Details are emerging about Mr Merah. He has been known to the French security services “for a long time”, said Mr Guéant, and spent time in jihadist training camps in tribal areas on the Pakistani-Afghan border, as well as in prison in France for petty crime. He told police negotiators that he belonged to al-Qaeda, and wanted to avenge the deaths of Palestinian children and protest against French wars abroad, especially in Afghanistan, and the ban on the face-covering veils in public. He planned at least three more shootings.

Was he under close enough surveillance? Mr Guéant said that “nothing whatsoever” suggested he was planning an imminent attack. Yet the number of Frenchmen returning from al-Qaeda camps with such high-level training is only “in single digits” reckons François Heisbourg, of the French Institute for Strategic Research. Isolated French Muslims, radicalised in Islamist training camps, have been foiled trying to mount terror attacks in France before. One alleged terrorist was arrested near Lyon in 2009, and is still awaiting trial. Another was found guilty of plotting an attack in 2007 against a military base in Dieuze, in eastern France.

The murders have shaken the country, and monopolised the airwaves.
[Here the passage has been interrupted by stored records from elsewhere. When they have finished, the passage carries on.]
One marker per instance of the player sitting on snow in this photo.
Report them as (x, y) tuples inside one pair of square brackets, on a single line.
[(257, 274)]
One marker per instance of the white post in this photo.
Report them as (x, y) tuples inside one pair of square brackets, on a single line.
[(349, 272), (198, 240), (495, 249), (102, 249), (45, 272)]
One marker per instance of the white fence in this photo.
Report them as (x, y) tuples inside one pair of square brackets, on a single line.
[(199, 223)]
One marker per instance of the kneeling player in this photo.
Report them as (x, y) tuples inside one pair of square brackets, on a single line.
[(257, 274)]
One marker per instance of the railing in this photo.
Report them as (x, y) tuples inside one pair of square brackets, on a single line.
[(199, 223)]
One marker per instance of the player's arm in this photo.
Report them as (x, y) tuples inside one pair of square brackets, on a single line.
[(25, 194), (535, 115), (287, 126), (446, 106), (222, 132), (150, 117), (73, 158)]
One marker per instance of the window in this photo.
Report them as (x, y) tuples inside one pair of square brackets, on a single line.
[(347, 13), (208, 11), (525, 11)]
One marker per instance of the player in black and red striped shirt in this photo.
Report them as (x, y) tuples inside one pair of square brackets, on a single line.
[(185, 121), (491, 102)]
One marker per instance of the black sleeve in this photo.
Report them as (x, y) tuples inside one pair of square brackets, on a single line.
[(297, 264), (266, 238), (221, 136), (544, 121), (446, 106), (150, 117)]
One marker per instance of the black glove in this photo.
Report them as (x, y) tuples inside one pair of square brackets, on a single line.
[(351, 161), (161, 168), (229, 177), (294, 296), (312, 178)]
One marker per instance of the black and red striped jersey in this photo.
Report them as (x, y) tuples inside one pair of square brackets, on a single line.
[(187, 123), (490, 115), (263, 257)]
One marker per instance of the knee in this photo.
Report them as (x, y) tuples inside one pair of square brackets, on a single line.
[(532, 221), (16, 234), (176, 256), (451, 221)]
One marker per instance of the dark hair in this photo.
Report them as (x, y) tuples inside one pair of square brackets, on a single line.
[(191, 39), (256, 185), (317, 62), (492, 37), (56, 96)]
President Nicolas Sarkozy called them a “national tragedy”. All schools held a minute’s silence. Most candidates suspended their campaigns. Politicians attended both a memorial service at a Paris synagogue, and a military funeral in Montauban. Alain Juppé, the foreign minister, accompanied the coffins of the four Jewish dead to Israel.

Once the candidates resume their campaigns, Mr Sarkozy may emerge strengthened. Having flown straight to Toulouse after the school shootings, he has done a skilful job of being statesmanlike and solemn, yet in touch with the national mood. His Socialist rival, François Hollande, has also sounded the right note, but from the shadows. Marine Le Pen, the far-right National Front candidate, may also benefit. She spoke out this week against confusing Muslims with fundamentalists, and denounced those who had at first accused her of being implicated for having fuelled racial divisions in France. “Putting real problems on the table in no way justifies the spread of Islamic fundamentalism,” she declared. The real issue, she added, was that such fundamentalism in France had been “underestimated”.